Veo a mis hijos pasarse horas, horas y horas, como todos sus compañeros, mirando vídeos aleatorios en los que desconocidos en pos de su minuto de fama hacen una insignificancia tras otra. Veo los decorados adulterados y edulcorados de cualquiera de esos vídeos. Veo los filtros de belleza de todas las caras que salen en ellos. Veo el destello de interés, la media sonrisa de una fracción de segundo, más difíciles de conseguir cada vez, conforme el umbral de reacción a la dopamina va subiendo. Veo a los influencers, que un buen día cayeron en gracia y ahora basan su éxito –en un bucle perfecto y delirante– en su número de seguidores, y que no tienen nada que decir y, aun así, son escuchados. Veo todo eso, y pienso en Josep Pla y en la delectación en el cartón, y me temo que primero se deprimiría y, a continuación, se volvería a morir.
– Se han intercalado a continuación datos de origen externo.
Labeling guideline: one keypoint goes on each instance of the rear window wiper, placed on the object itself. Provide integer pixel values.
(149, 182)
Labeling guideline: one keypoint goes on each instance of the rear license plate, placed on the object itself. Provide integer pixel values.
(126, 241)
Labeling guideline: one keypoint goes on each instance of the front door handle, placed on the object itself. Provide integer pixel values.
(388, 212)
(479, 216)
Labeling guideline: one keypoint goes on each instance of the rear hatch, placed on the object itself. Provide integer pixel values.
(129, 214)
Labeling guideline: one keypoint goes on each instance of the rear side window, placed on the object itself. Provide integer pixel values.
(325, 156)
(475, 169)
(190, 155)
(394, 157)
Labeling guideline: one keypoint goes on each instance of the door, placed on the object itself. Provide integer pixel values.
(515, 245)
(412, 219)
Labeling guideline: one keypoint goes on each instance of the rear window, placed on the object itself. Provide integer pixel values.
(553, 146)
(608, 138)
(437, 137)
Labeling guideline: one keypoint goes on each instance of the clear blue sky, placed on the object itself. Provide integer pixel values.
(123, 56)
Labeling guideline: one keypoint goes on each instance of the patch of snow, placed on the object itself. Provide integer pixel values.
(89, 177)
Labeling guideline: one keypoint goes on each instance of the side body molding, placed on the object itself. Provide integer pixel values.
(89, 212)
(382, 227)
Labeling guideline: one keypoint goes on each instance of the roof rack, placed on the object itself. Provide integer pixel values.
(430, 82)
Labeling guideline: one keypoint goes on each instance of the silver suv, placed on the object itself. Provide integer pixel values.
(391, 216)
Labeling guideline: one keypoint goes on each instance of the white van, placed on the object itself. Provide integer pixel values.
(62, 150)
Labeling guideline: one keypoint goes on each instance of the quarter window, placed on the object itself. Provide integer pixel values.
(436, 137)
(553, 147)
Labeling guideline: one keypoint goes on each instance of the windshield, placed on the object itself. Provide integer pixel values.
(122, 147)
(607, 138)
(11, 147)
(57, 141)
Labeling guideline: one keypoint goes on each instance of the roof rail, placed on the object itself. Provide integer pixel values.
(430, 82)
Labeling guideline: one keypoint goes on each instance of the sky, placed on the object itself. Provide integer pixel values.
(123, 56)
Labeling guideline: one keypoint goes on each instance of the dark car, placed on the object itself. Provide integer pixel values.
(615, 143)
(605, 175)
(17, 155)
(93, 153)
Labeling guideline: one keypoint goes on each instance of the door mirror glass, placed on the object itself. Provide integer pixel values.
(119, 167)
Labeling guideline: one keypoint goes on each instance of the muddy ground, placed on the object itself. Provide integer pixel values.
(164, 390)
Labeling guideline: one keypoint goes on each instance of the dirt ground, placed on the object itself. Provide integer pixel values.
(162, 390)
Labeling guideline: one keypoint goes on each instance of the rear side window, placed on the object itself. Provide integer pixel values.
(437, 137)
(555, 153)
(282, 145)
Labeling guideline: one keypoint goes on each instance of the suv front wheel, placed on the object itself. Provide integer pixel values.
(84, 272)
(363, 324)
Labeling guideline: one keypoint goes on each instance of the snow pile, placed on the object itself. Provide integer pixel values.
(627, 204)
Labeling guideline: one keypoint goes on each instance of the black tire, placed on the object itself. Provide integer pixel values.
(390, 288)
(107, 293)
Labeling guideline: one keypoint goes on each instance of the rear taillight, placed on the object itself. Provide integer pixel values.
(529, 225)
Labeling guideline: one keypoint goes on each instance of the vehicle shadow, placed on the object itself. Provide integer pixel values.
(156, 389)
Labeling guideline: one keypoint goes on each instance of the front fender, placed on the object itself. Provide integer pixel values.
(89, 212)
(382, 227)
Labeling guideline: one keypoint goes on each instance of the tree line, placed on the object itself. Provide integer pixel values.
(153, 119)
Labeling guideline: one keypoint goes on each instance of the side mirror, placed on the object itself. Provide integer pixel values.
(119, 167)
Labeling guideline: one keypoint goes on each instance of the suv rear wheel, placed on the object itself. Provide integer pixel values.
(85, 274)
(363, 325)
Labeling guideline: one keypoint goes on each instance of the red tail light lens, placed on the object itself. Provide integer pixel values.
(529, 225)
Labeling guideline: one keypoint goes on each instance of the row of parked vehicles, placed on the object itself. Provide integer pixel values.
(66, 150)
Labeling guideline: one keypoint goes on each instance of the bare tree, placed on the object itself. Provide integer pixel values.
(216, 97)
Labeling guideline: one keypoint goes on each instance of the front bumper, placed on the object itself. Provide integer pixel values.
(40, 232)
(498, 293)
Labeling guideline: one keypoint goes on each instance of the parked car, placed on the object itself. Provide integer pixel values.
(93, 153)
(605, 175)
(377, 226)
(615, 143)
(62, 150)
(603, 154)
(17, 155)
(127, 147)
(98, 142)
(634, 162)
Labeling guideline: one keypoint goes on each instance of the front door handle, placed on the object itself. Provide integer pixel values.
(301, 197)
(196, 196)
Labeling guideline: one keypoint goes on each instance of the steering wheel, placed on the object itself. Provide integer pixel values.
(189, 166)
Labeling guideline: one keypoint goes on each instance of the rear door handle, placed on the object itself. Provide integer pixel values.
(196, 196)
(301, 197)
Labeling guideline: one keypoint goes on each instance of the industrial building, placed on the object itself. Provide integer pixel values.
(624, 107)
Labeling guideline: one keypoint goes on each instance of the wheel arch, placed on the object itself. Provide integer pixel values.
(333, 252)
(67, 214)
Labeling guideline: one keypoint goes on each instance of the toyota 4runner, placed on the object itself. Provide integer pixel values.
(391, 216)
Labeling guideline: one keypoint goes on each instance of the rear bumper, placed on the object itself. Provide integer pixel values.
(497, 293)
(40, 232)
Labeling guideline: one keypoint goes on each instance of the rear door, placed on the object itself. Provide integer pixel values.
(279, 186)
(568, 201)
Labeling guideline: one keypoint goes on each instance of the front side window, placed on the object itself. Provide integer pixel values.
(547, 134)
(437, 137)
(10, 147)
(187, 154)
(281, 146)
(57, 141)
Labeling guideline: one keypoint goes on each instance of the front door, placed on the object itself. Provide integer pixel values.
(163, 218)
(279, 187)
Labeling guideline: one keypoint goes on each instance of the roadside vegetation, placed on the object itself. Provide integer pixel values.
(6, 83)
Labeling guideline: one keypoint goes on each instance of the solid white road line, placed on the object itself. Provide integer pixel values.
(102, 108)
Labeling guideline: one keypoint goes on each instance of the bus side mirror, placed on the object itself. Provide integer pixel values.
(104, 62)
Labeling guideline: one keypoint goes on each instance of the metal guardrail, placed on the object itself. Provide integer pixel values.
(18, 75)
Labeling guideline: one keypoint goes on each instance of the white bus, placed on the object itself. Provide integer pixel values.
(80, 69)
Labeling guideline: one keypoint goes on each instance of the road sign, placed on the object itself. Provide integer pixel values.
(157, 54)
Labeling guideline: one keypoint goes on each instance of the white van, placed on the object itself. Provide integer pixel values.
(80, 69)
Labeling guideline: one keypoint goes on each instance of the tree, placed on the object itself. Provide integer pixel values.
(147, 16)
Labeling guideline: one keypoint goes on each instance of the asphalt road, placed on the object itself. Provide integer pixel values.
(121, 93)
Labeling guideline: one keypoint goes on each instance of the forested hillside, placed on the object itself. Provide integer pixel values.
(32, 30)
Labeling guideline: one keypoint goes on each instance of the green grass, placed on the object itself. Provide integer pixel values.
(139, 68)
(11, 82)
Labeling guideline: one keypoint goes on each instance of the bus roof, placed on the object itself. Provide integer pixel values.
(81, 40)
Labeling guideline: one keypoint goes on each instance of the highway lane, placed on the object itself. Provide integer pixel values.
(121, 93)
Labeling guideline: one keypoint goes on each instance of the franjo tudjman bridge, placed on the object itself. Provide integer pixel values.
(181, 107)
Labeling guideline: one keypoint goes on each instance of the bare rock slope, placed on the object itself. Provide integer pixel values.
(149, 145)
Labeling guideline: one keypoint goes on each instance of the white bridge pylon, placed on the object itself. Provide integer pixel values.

 Y asusta porque esa evolución se ha traducido en una frivolización cada vez mayor, en unas referencias cada vez más tontas y vacías

Y ya me doy cuenta de que adoptar el tono de agorero, del inquisidor que señala las perversiones que lo rodean, es, además de cansino, bastante inútil. En cuanto uno se hace pesado, ya casi da igual si tiene o no razón: nadie le hace ni caso. Como decía Michi Panero en Después de tantos años, en esta vida se puede ser todo menos un coñazo. A un coñazo nadie lo escucha. Suerte tiene si directamente no le escapan.

Pero es que es difícil no llevarse las manos a la cabeza de vez en cuando, porque algunas cosas asustan. Asusta, por ejemplo, que la piedra de toque de la calle, que tan vulgar e indigna le parecía a Pla, resulte ahora de una candidez entrañable, comparada con la omnipresente pantalla, del metaverso, de las redes. Y asusta porque esa evolución se ha traducido en una frivolización cada vez mayor, en unas referencias cada vez más tontas y vacías. No hay casi nada más, y encontrarlo exige un esfuerzo que no se está dispuesto a hacer.

¿Exagero? ¿Soy la millonésima repetición de aquella primera queja sobre la juventud, encontrada en un grabado mesopotámico de varios milenios antes de Cristo? Tal vez. Ojalá.

Esa queja histórica siempre ha denunciado la decadencia moral de las nuevas generaciones, la disolución de las costumbres, su falta de educación y respeto, sus modas y gustos y cosas por el estilo. Pero yo me pregunto si alguna época había visto a sus jóvenes, como yo ahora, no como culpables de la decadencia, sino como sus víctimas.